When speaking of a collective story, it’s important to identify what identities you are showing up with…what’s your perspective, how could this be different for other people? There is no one narrative. Thank goodness. If fear and devastation is your primary story about this time, is there a way to identify and include even the smallest examples of joy and possibility?
Never like Pollyanna. Always real. It could be as simple as, “Today, I laughed with my sister and realize we haven’t laughed like this since we were kids.”
Same on the other side. If you are all, “The world is changing for the better, we are going through a portal and we are all transforming for the better,” then it’s worth noticing the moments of fear, not wishing them away or ignoring the, but giving them a little space: “Oh yeah, I am actually scared and my body feels heavy as lead today.”
This is a way of allowing for the fullness of who you are as a human being, instead of what you've been told about yourself or told yourself about yourself (“you've always been so fearful” or “you’re the strongest one among us”). It’s such a relief, really. To be all of the above.
This pendulation between states is also a natural way of attending to and healing trauma. Another very simple practice is to actually practice telling the story of you now, or the story of this era, in multiple different ways. As in, change it every day. With truth, but just see what it feels like to start it differently or include different parts or eliminate others. That keeps you flexible. Like muscles. If you only work your quads, your body is going to be out of balance. Gotta get into all the nooks and crannies, you know?
Courtney: How do you feel this moment changing your own parenting?

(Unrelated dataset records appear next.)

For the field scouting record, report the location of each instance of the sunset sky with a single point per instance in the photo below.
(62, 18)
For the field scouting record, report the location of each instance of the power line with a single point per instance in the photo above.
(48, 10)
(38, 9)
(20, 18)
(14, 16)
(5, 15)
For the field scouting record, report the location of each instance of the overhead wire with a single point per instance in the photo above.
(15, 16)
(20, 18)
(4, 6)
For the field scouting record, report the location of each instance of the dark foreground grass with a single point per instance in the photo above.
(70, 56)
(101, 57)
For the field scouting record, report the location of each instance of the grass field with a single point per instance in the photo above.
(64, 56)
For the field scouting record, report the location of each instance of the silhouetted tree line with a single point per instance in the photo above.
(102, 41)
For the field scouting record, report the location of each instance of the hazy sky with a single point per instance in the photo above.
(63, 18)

Molly: Low bar. It’s all about the low bar and presence. I’ve told friends I'm running “low bar camp” at my house. I’ve always tended to give my kids a pile of sticks and say “make something if you like.” All of the homeschooling plans and current options and ways to visit a virtual zoo or museum are incredible and then overwhelm the F out of me. You mean, I have to make a plan for all this stuff, too, so my kids can be learning at the highest caliber? Ugh. I don’t think so.
I get it. We need to occupy the kids so we can work at the same time. It’s real. And still, I want to make it as easy and simple as possible. I’ve had to set new boundaries with them: I am exercising now to take care of my body so I can have energy for myself and our family, I am working and you can’t interrupt me unless you really need something. My greatest joy is when I see them come up with a game out of nothing. Like a rock becomes the wheel for a train that is the couch and they are having the time of their lives.

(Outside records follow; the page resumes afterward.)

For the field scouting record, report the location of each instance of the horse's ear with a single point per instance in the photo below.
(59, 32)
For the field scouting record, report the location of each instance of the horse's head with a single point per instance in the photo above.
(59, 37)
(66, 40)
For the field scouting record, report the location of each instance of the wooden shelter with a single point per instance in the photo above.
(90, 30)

This moment has REALLY made me understand the importance of slow and less rush. My kids are happier. They are happy to be home. They are happy to not be thrown in the car at 8am to rush off to school. I’m doing some deep thinking about how to transition to a new normal after coronavirus. What will it look like? How can I create more slow? I've always wanted it and we actually have a lot of it here, but the collective rush is hard to pry away from. The slow has also given me permission (why did I need permission?) to just be more with my kids-- we’ve baked and eaten an insane amount of cookies, and I’m not a cookie baker. I also have loosened some of my hard lines, like screen time.
I’ve loosened in general. This time has invited me to identify my essentials: love, presence, food, simple, slow. Less pressure on parents to “be something” other than human beings who love and make mistakes and love again.